The Adoration of Jenna Fox Page 56


"What's he moving?"

Father looks at me, making his own calculations, studying my face and especially my eyes. Does he know I can see lies as plainly as a deep breath or shrug? He doesn't answer. He's catching on. He knows I am becoming more than he planned. More than the endlessly compliant fourteen-year-old he loved. But all children grow up.

"I'll figure it out," I say.

He concedes. "The backups. A closet in a house is no place for them. We didn't have time for better choices before, but now we do. He is going to move them to a safer location."

He stares at me, too close, too carefully, like he is reading every breath and shrug from me as well. I carefully look up to my left, like I am weighing what he has told me, and slowly I look back at him. "Oh," I say. "That's probably a good idea.'' He watches, and gradually I see his muscles loosen and relax. He believes me. But that is nothing new. He always did because I was a rule follower. I played by the rules he understood. But there are new rules now, ones he doesn't know yet. He'll learn. Just as I am learning.
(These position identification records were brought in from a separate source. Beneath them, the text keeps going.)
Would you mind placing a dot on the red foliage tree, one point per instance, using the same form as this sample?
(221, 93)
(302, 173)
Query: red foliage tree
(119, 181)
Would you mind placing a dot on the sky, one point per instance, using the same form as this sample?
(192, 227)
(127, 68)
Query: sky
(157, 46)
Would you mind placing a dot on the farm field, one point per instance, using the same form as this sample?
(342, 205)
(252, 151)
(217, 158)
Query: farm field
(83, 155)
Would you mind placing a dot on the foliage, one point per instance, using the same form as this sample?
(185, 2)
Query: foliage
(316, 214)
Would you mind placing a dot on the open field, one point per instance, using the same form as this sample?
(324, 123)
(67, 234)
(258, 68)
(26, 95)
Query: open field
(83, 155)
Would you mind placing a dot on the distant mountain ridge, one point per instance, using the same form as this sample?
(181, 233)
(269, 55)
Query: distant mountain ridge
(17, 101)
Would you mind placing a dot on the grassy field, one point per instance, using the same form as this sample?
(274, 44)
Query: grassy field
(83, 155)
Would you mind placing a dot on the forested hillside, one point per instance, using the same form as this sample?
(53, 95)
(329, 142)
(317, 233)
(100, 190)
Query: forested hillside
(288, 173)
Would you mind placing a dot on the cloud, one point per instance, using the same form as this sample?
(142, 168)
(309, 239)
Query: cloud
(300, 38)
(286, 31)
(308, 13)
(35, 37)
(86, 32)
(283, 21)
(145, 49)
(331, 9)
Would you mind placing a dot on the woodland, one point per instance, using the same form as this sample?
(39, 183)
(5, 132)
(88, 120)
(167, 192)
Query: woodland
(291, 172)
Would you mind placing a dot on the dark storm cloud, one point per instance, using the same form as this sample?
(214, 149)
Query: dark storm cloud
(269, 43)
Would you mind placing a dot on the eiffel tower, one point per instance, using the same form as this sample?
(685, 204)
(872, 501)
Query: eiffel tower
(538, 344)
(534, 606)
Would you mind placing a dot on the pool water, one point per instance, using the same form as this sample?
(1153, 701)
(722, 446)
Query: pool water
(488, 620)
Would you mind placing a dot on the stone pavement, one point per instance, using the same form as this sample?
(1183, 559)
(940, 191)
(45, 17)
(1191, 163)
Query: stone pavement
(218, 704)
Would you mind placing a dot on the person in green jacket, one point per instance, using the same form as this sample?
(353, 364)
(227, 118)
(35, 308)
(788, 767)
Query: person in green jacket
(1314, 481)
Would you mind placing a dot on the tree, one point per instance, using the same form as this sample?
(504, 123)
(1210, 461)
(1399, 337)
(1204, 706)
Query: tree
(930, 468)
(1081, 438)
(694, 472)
He opens the front door. "You coming in?"

"No," I tell him. "We were late getting back. Ethan is picking me up soon."

"It's not a school day." He implies a question. He's become more like Claire than I remember. When did he start clinging to me so? But I sense the answer lies somewhere between the darkness and the fear, sometime when it looked like I would be gone forever, the accident that didn't just change me, but made them both different, too, that was when he changed. Calculations and maneuvers drain from me. I am seven years old and leading him to a cake that is filled with my love for him. I lean forward and kiss his cheek. "Our friend Allys is sick. She hasn't been to school in days. We're going to see her."

A simple kiss on the cheek and his eyes are glassy. "Be home before dark," he says. I don't answer because lying is not in me right now. But I will try. Because of his eyes. Because I am his life. Because some things don't change.

I stand at the curb, waiting for Ethan, skimming back through the whispered conversation between Father and the stranger. By tomorrow. That's what he said. By then the backups will be whisked away. But will their voices? Will I still hear them calling to me, pleading for release? If they only had a second chance, but they'll never have a rebirth, not like me. Their purgatory will go on and on, and somehow they'll always know that I could have saved them. Should have saved them.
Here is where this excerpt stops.